Plusieurs opérateurs ont augmenté, ou vont augmenter leurs tarifs. Mais les clients ont encore des marges de manœuvre pour les éviter.

Sur le front des opérateurs télécoms, 2019 s’ouvre avec une réévaluation à la hausse d’une partie de leurs tarifs. Outre SFR qui a décidé d’augmenter de 2 euros de ses forfaits RED en échange de 10 Go en plus sur les données mobiles en 4G, Bouygues Telecom et Free Mobile ont eux aussi ajusté leur grille tarifaire.

Le premier a décidé de remonter de 3 euros prix de l’abonnement mensuel de quelques forfaits Bbox, tandis que le second facture désormais plus cher l’appel vers une sélection de destinations étrangères. La hausse est même spectaculaire pour certaines destinations, comme l’Argentine et le Brésil : + 1580 % !

Les clients Bbox subiront une hausse de leur facture.

Les hausses sont légales

Ces évolutions n’ont évidemment pas échappé à l’œil vigilant de l’UFC-Que Choisir. L’association de défense des consommateurs, dans un article publié le 6 février, comprend évidemment le désarroi et le mécontentement des clients de ces opérateurs. Mais en la matière, il n’y a guère la possibilité de les contester.

« La loi est du côté des opérateurs », observe l’association. SFR, Bouygues Telecom et Free peuvent tout à fait « augmenter leurs prix comme bon leur semble », à partir du moment où les abonnés sont prévenus au moins un mois avant l’entrée en vigueur des tarifs. Et c’est justement « ce qu’ils ont fait », note l’UFC-Que Choisir.

Pour autant, cela ne veut pas dire que les clients sont forcément démunis.

Tout comme ceux de RED.

Refuser ou faire jouer la concurrence

Comme le souligne l’association, les opérateurs doivent observer une période de quatre mois suivant la mise en place de ces nouveaux tarifs pour que les abonnés qui le désirent aient la possibilité de marquer leur opposition. Ce refus peut être exprimé directement sur le compte client.

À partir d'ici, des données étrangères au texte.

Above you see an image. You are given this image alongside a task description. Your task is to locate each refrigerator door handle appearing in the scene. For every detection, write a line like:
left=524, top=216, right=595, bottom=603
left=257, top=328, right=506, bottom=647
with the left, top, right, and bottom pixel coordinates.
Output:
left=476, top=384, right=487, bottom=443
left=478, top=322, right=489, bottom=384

Il est aussi envisageable de faire jouer la concurrence et de voir si l’herbe n’est pas plus verte ailleurs — les offres pour les nouveaux abonnés étant souvent bien plus intéressantes que celles pour les anciens.

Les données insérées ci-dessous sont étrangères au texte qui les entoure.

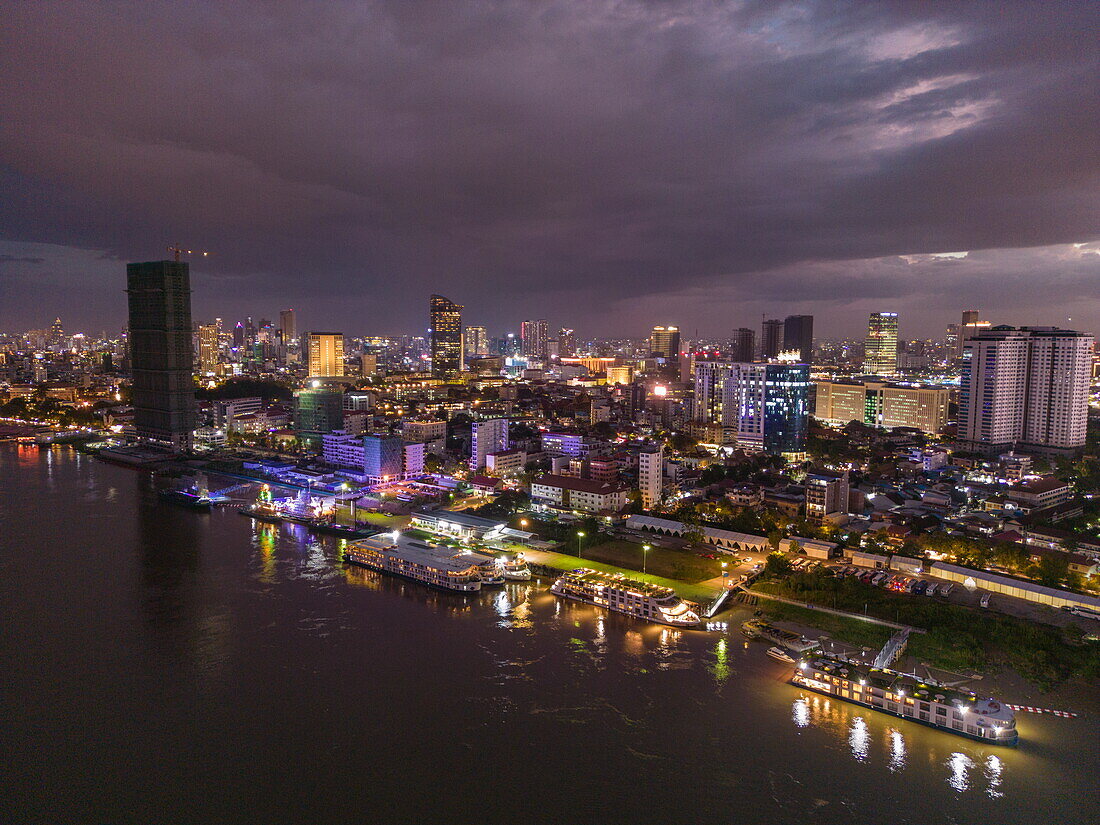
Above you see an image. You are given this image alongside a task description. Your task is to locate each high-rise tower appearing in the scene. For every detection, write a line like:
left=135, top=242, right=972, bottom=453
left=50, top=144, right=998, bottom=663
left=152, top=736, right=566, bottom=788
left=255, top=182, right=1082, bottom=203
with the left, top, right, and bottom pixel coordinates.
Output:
left=127, top=261, right=195, bottom=450
left=864, top=312, right=898, bottom=375
left=958, top=327, right=1093, bottom=452
left=760, top=318, right=783, bottom=361
left=306, top=332, right=344, bottom=378
left=519, top=319, right=550, bottom=360
left=783, top=315, right=814, bottom=364
left=649, top=327, right=680, bottom=359
left=729, top=327, right=756, bottom=363
left=429, top=295, right=462, bottom=381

Dans le cas de Free, la situation est différente. L’UFC note que l’opérateur « n’offre pas la possibilité de refuser les augmentations ». Par contre, dans la mesure où ses offres sont sans engagement, il est possible de les résilier sans frais et d’aller voir ailleurs. Cette disposition est consignée à l’article L. 224-33 du code de la consommation.